Ahmad Baharudin menegaskan pentingnya sinergi antara pemerintah daerah dan seluruh pemangku kepentingan. Menurutnya, keberhasilan sektor pertanian tidak dapat dilepaskan dari peran petani, kelompok tani, pengelola irigasi, serta dukungan pemerintah.
Karena itu, kolaborasi perlu terus diperkuat agar berbagai tantangan di sektor pertanian dapat dihadapi bersama. Termasuk memastikan pengelolaan irigasi berjalan baik sehingga kebutuhan air bagi lahan pertanian tetap terjaga.
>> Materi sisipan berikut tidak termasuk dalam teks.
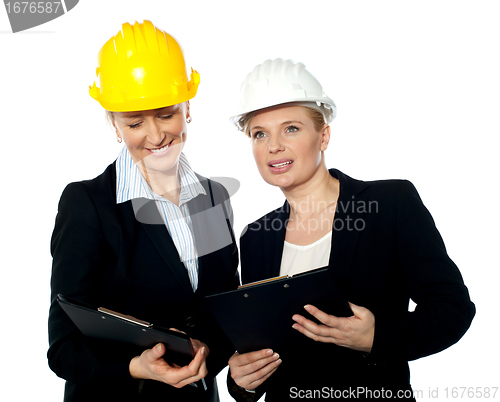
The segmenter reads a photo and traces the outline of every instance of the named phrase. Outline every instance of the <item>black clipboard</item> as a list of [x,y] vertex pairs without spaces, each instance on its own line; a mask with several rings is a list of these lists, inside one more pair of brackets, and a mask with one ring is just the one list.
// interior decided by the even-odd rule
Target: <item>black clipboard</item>
[[[163,357],[167,362],[186,366],[193,360],[195,352],[191,339],[182,332],[153,328],[149,322],[103,307],[96,309],[61,294],[57,295],[57,301],[86,337],[132,344],[143,350],[163,343],[166,348]],[[207,389],[205,379],[190,385]]]
[[239,353],[270,348],[283,356],[304,344],[309,338],[292,328],[292,316],[317,322],[306,304],[337,317],[353,315],[328,267],[250,283],[204,301]]

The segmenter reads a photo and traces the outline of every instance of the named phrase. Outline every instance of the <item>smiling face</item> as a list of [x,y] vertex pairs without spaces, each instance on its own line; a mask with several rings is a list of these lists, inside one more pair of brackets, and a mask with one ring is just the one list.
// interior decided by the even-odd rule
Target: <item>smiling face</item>
[[257,112],[250,123],[253,155],[262,178],[282,190],[307,186],[326,170],[330,126],[318,131],[303,106]]
[[116,135],[123,139],[143,172],[168,173],[177,168],[186,141],[189,103],[137,112],[114,112]]

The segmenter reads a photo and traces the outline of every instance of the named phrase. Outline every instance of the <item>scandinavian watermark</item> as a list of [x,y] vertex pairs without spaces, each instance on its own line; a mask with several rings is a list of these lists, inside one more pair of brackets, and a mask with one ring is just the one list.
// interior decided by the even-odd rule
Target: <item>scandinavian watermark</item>
[[[314,202],[314,200],[305,199],[298,203],[291,204],[290,208],[298,214],[311,215],[313,217],[308,219],[297,219],[294,225],[289,225],[291,222],[290,218],[283,221],[280,219],[270,219],[268,216],[264,216],[258,222],[245,228],[245,231],[281,231],[286,228],[286,230],[289,231],[300,230],[308,234],[316,230],[324,231],[325,229],[361,232],[366,228],[366,221],[364,219],[366,214],[378,213],[379,211],[378,201],[355,199],[339,201],[332,205],[327,205],[326,202],[323,201]],[[322,211],[326,213],[320,213]],[[338,217],[339,212],[341,213],[341,217]],[[334,213],[335,219],[332,223],[331,216],[334,216]]]

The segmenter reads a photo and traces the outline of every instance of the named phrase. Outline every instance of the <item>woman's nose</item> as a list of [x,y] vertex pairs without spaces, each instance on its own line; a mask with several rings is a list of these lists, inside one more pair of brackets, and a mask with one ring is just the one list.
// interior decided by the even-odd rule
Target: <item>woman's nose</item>
[[149,141],[154,145],[159,146],[163,142],[165,133],[162,132],[159,122],[151,121],[149,123],[148,137]]
[[272,135],[270,138],[269,138],[269,147],[268,147],[268,151],[272,154],[276,153],[276,152],[280,152],[280,151],[283,151],[283,149],[285,149],[285,147],[283,146],[283,142],[282,142],[282,139],[280,136],[275,136],[275,135]]

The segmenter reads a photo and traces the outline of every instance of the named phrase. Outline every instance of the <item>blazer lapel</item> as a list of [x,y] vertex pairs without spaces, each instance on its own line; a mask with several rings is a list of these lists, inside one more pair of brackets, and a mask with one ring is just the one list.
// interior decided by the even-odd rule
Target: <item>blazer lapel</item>
[[360,232],[364,229],[366,198],[360,193],[368,187],[336,169],[330,174],[340,181],[340,196],[333,221],[329,266],[339,281],[347,278],[356,252]]
[[264,241],[264,255],[270,256],[267,263],[268,277],[273,278],[280,275],[281,258],[283,257],[283,247],[285,245],[286,225],[290,217],[290,204],[285,201],[283,206],[276,211],[276,216],[269,222],[264,224],[269,225],[264,228],[268,239]]
[[[359,233],[364,228],[366,199],[360,193],[368,188],[365,182],[354,180],[339,170],[330,169],[330,174],[340,181],[340,196],[333,222],[332,248],[329,267],[336,280],[347,278],[352,265]],[[287,201],[276,216],[264,224],[264,233],[268,234],[264,241],[264,255],[270,256],[266,261],[268,277],[279,276],[283,247],[285,243],[286,225],[290,217],[290,205]]]
[[[116,202],[116,161],[108,168],[110,188],[113,189],[113,200]],[[186,267],[179,258],[179,253],[175,247],[170,234],[163,222],[163,219],[158,212],[154,201],[140,198],[133,199],[129,202],[121,204],[121,213],[125,214],[124,221],[137,221],[144,231],[147,233],[150,240],[155,245],[162,259],[165,261],[168,269],[172,271],[174,277],[179,281],[181,288],[193,294],[191,281],[186,270]],[[135,230],[135,229],[133,229]]]
[[186,267],[179,258],[177,248],[163,223],[156,203],[151,200],[142,199],[140,209],[134,211],[134,213],[136,219],[141,222],[141,226],[144,228],[150,240],[165,261],[167,267],[179,281],[181,288],[185,292],[193,294],[193,288],[191,287]]

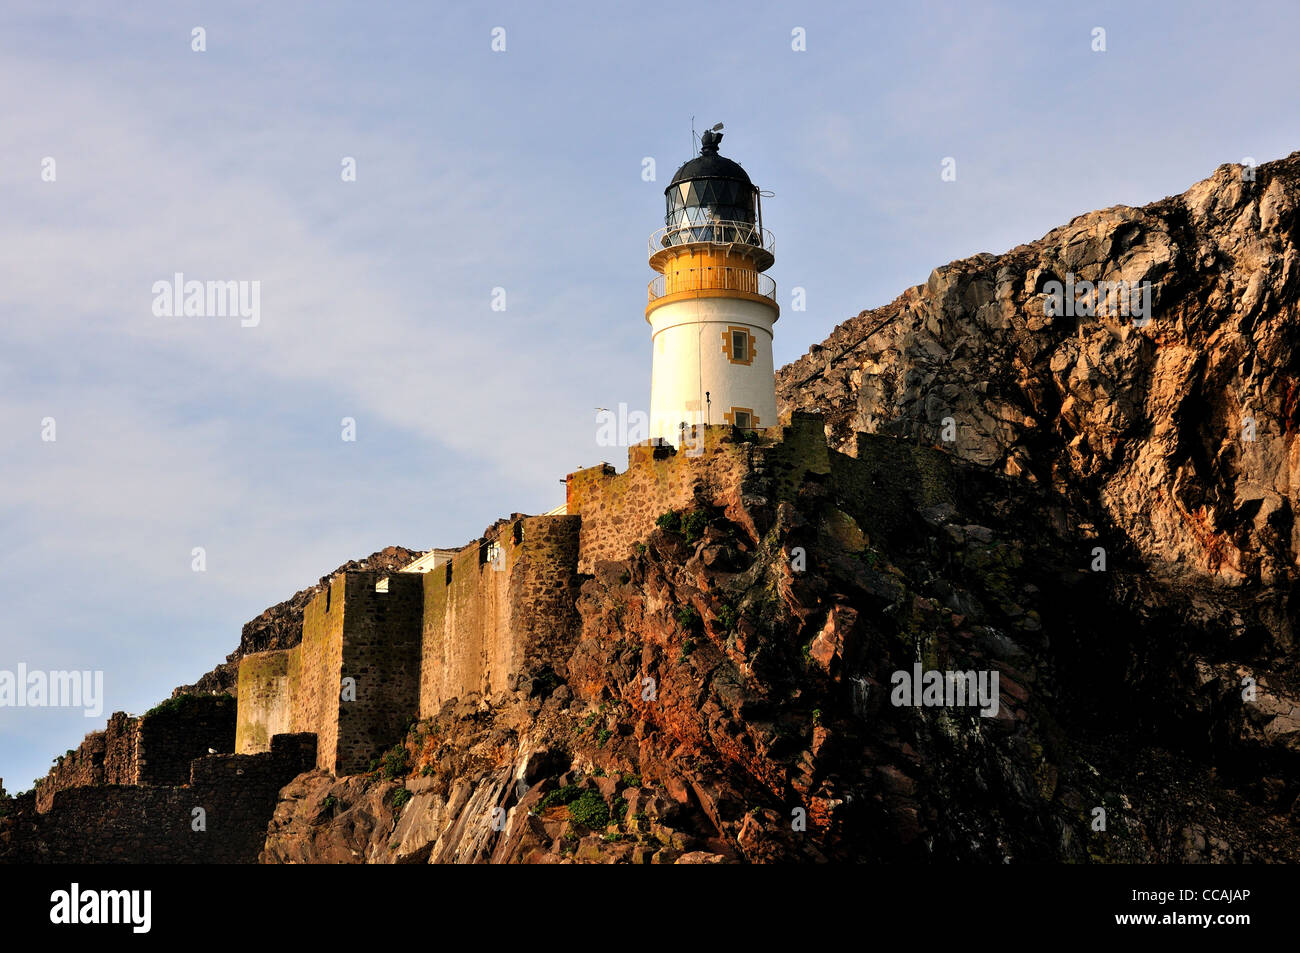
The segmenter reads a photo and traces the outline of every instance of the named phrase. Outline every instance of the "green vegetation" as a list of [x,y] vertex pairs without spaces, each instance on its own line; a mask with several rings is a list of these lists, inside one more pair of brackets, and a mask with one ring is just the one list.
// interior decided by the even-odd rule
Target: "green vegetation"
[[325,800],[321,802],[321,807],[325,808],[325,810],[327,811],[332,811],[334,810],[334,805],[338,803],[339,803],[338,798],[336,798],[333,794],[328,794],[325,796]]
[[682,519],[682,536],[686,542],[693,543],[704,535],[704,528],[709,525],[709,514],[695,510]]
[[[210,698],[214,698],[214,696],[189,695],[189,694],[177,695],[175,698],[169,698],[165,702],[160,702],[159,704],[154,705],[152,708],[150,708],[147,712],[144,713],[144,717],[150,718],[154,715],[183,714],[185,712],[193,711],[195,708],[199,707],[200,705],[207,704],[208,699]],[[215,696],[215,699],[216,699],[215,704],[218,705],[223,705],[223,704],[233,705],[235,703],[235,696],[231,695],[229,692],[227,692],[224,695],[217,695]]]
[[393,807],[397,810],[402,809],[402,805],[411,799],[411,792],[406,788],[398,788],[393,792]]
[[547,794],[546,797],[542,798],[537,804],[537,810],[540,812],[546,810],[548,807],[554,807],[557,804],[568,804],[577,800],[580,793],[582,792],[578,790],[576,784],[566,784],[564,787],[556,788],[554,791]]
[[[406,746],[397,745],[390,749],[385,753],[379,767],[384,777],[390,781],[396,778],[405,777],[411,770],[410,755],[407,754]],[[372,768],[371,770],[374,769]]]
[[670,533],[680,533],[682,531],[682,514],[676,510],[669,510],[667,513],[660,514],[659,518],[655,520],[655,525]]
[[868,569],[875,569],[878,565],[880,565],[880,553],[876,552],[874,549],[864,549],[861,550],[860,552],[849,553],[849,555],[852,556],[854,559],[858,559],[866,563]]
[[609,741],[610,736],[613,734],[614,732],[610,731],[608,728],[602,728],[600,731],[596,732],[596,741],[598,742],[597,747],[605,747],[605,742]]
[[740,613],[729,602],[724,602],[722,608],[718,610],[718,625],[722,626],[724,632],[733,631],[739,619]]
[[688,543],[693,543],[704,535],[704,527],[709,525],[709,514],[703,510],[692,510],[683,514],[679,510],[669,510],[655,520],[655,525],[670,533],[678,533]]
[[[641,786],[641,775],[627,772],[622,776],[622,781],[630,788],[639,788]],[[627,803],[626,801],[624,802]]]
[[700,621],[700,613],[695,606],[682,606],[677,610],[677,624],[688,632],[698,632]]
[[588,830],[599,830],[609,824],[609,808],[599,791],[583,791],[570,802],[569,817]]

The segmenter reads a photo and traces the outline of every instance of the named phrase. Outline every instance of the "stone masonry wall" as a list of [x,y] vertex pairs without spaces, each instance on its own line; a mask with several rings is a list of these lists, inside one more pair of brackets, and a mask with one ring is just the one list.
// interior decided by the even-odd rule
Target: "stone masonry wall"
[[[421,575],[336,575],[307,605],[298,645],[241,660],[237,750],[265,751],[278,734],[307,732],[322,770],[368,770],[419,708],[423,602]],[[345,678],[354,680],[347,699]]]
[[[45,863],[256,863],[280,788],[315,760],[314,737],[278,735],[269,752],[196,759],[183,786],[59,791],[21,853]],[[195,808],[205,830],[194,829]]]
[[573,654],[582,627],[577,608],[581,526],[576,516],[524,520],[523,553],[510,573],[508,675],[546,666],[560,670]]
[[493,647],[503,642],[510,569],[519,555],[506,536],[495,560],[487,555],[497,540],[485,538],[422,577],[421,717],[448,699],[490,691],[493,672],[503,665]]
[[[376,591],[384,577],[344,574],[341,678],[356,679],[356,700],[340,702],[335,760],[321,764],[336,774],[368,770],[380,752],[401,740],[419,710],[424,579],[392,573],[388,590]],[[336,697],[340,680],[335,680]]]
[[135,784],[140,720],[113,712],[108,727],[86,735],[78,748],[61,758],[36,786],[36,809],[50,809],[54,795],[69,788],[97,784]]
[[302,641],[288,650],[291,724],[295,732],[316,736],[317,766],[328,771],[334,770],[338,759],[346,590],[346,574],[330,580],[307,604]]
[[190,762],[235,750],[235,699],[182,695],[140,719],[136,784],[184,784]]
[[420,715],[558,663],[576,637],[579,521],[519,516],[425,573]]
[[569,474],[570,515],[582,519],[578,571],[591,573],[602,559],[626,559],[668,510],[691,508],[738,487],[749,448],[733,442],[732,428],[698,426],[698,450],[649,442],[629,447],[627,469],[609,464]]
[[293,727],[289,652],[255,652],[239,660],[239,718],[235,752],[271,750],[271,739]]
[[36,809],[48,811],[59,791],[111,784],[183,784],[190,761],[233,751],[235,702],[225,695],[186,695],[139,718],[114,712],[37,785]]
[[600,560],[627,558],[669,510],[720,506],[743,521],[740,501],[755,474],[772,477],[780,497],[795,492],[805,473],[830,472],[819,415],[797,413],[759,434],[758,441],[747,441],[729,426],[697,426],[696,449],[646,442],[628,448],[622,473],[603,464],[569,474],[568,512],[582,519],[578,571],[591,573]]

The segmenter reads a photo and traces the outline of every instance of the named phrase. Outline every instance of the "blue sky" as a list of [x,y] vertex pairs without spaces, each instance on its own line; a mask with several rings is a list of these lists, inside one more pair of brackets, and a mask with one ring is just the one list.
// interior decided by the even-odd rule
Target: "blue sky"
[[[1298,19],[7,0],[0,669],[102,670],[105,714],[138,713],[345,560],[460,545],[621,467],[594,408],[648,403],[646,238],[692,115],[774,193],[782,364],[937,265],[1288,154]],[[259,281],[260,324],[155,317],[178,271]],[[102,722],[0,708],[6,787]]]

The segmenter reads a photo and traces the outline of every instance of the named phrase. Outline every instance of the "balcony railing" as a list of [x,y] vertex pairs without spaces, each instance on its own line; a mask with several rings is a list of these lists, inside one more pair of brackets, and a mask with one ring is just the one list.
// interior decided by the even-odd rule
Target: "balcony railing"
[[767,275],[751,268],[704,266],[656,275],[650,282],[648,301],[679,291],[744,291],[776,300],[776,282]]
[[753,222],[703,222],[666,225],[650,235],[650,254],[653,256],[674,245],[707,242],[711,245],[749,245],[766,252],[776,251],[776,240],[766,228]]

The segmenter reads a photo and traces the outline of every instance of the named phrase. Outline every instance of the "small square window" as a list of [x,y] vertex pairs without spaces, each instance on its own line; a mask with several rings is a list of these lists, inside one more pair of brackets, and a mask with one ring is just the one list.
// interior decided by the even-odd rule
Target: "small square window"
[[736,411],[736,426],[741,430],[748,430],[752,425],[749,420],[749,414],[743,410]]
[[749,360],[749,335],[744,331],[731,332],[731,359],[733,361]]

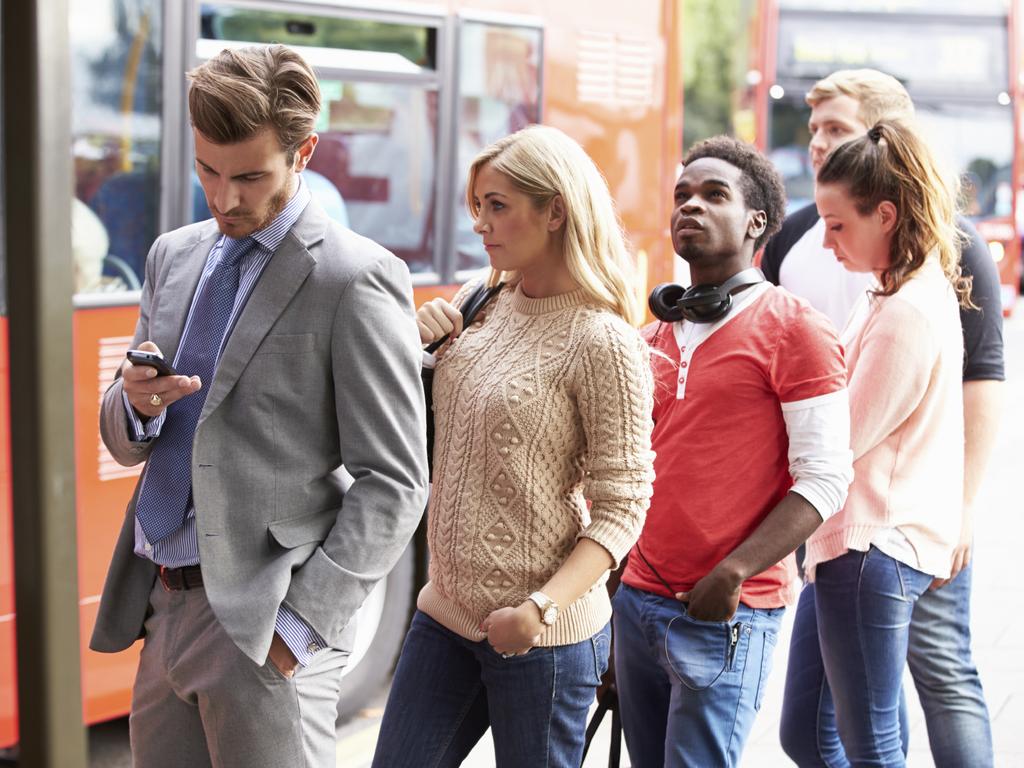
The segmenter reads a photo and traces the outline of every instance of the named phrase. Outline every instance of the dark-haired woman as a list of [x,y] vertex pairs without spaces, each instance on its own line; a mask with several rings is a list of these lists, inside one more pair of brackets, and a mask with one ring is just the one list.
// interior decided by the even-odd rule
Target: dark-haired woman
[[[871,272],[842,335],[855,479],[807,542],[781,736],[801,766],[903,766],[911,613],[950,572],[963,496],[955,189],[903,125],[879,123],[818,173],[825,246]],[[815,636],[816,635],[816,636]]]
Bagi Ahmad Baharudin, keberhasilan panen hari ini harus menjadi pijakan untuk menghadirkan hasil pertanian yang lebih baik pada musim-musim berikutnya.
Pemerintah daerah bersama para petani didorong untuk terus meningkatkan produktivitas, menjaga kualitas hasil pertanian, sekaligus memperkuat ketahanan pangan masyarakat.
Dari hamparan sawah Karangwaru, pesan swasembada pangan Tulungagung kembali digaungkan. Pemerintah daerah ingin memastikan sektor pertanian tidak hanya mampu memenuhi kebutuhan pangan masyarakat, tetapi juga menjadi salah satu penggerak peningkatan kesejahteraan petani.